The MAS has indicated that it is supporting industry efforts to build the infrastructure for a liquid and transparent voluntary carbon credit market in Asia. In line with this, the Goods and Services Tax (Excluded Transactions) Order was recently amended to exclude the issuance or transfer of any carbon credit or any digital representation of a carbon credit from Goods and Services Tax. This paves the way for the development of such a carbon credit market and it is likely that new initiatives, including those involving digital tokenisation, will soon be introduced in this space.
Greenwashing
As regulators globally seek to reduce the risk of “greenwashing”, the MAS has recently issued a Disclosure and Reporting Guidelines for Retail ESG Funds as part of its measures to combat greenwashing in sustainable finance. Such disclosure requirements are intended to help retail investors better understand their investment in ESG funds. The new guidelines will take effect from January 2023.

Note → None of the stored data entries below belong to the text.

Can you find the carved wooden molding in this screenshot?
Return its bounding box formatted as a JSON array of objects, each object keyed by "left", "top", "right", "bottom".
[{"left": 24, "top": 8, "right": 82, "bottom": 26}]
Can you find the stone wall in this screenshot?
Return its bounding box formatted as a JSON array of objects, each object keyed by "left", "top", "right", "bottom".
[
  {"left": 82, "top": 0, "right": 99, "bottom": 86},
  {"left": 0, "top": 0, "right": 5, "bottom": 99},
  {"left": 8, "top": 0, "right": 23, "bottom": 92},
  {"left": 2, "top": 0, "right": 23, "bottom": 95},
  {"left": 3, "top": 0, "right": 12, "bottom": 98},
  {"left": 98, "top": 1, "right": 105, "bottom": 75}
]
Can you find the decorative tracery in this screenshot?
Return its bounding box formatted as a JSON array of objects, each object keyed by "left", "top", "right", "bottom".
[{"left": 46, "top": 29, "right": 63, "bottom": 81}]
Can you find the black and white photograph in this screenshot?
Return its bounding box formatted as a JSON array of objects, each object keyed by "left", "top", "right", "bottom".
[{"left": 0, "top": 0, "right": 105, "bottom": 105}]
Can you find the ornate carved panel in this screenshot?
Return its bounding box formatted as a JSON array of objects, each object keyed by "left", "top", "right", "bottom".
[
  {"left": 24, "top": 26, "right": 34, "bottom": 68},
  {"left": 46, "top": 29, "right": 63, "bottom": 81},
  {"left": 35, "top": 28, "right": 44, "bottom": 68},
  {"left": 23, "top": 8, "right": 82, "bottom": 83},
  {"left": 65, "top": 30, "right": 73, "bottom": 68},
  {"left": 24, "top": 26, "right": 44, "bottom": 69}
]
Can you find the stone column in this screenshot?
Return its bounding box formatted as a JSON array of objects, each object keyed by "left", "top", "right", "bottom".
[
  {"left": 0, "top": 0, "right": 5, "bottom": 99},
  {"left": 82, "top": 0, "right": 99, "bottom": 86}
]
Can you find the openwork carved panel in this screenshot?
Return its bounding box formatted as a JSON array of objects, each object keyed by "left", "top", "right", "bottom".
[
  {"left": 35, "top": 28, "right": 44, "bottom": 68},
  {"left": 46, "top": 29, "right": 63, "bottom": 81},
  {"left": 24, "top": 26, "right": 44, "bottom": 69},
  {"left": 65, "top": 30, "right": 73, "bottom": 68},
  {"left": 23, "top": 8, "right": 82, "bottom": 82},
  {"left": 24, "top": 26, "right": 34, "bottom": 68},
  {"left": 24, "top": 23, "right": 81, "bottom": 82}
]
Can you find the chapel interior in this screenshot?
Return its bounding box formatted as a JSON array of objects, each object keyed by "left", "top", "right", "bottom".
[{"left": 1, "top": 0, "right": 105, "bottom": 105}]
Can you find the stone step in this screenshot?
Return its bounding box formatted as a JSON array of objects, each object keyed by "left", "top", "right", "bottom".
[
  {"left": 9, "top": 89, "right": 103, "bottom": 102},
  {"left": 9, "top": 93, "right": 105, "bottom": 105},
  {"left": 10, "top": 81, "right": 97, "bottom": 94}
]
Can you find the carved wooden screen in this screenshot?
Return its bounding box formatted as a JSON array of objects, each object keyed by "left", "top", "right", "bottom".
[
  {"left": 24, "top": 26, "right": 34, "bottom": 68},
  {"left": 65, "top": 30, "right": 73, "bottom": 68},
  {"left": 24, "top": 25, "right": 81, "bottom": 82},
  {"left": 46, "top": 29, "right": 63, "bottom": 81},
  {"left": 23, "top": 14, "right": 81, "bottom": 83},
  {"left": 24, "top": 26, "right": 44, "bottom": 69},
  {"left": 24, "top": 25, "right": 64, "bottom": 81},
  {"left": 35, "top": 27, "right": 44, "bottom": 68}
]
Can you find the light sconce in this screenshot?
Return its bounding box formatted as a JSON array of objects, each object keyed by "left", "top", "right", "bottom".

Greenwashing is the act of making false or misleading claims that products are environmentally sounder than they actually are. Under the new guidelines, funds that are sold to retail investors in Singapore under the label of meeting environmental, social and governance (ESG) standards will now have to back up their claims. ESG funds will be required to disclose its investment focus (eg, climate change) and relevant ESG criteria, its sustainable investment strategy, any reference benchmarking, and the risks associated with its investment focus and strategy. Disclosures will have to be made on an ongoing basis and investors will be given annual updates on how well the fund has achieved its ESG focus. To support the reporting of ESG data in a structured and efficient manner and provide investors access to such data in a consistent and comparable format, the MAS and the Singapore Exchange (“SGX”) also jointly launched ESGenome under Project Greenprint, a digital disclosure portal to facilitate sustainability reporting for SGX-listed companies.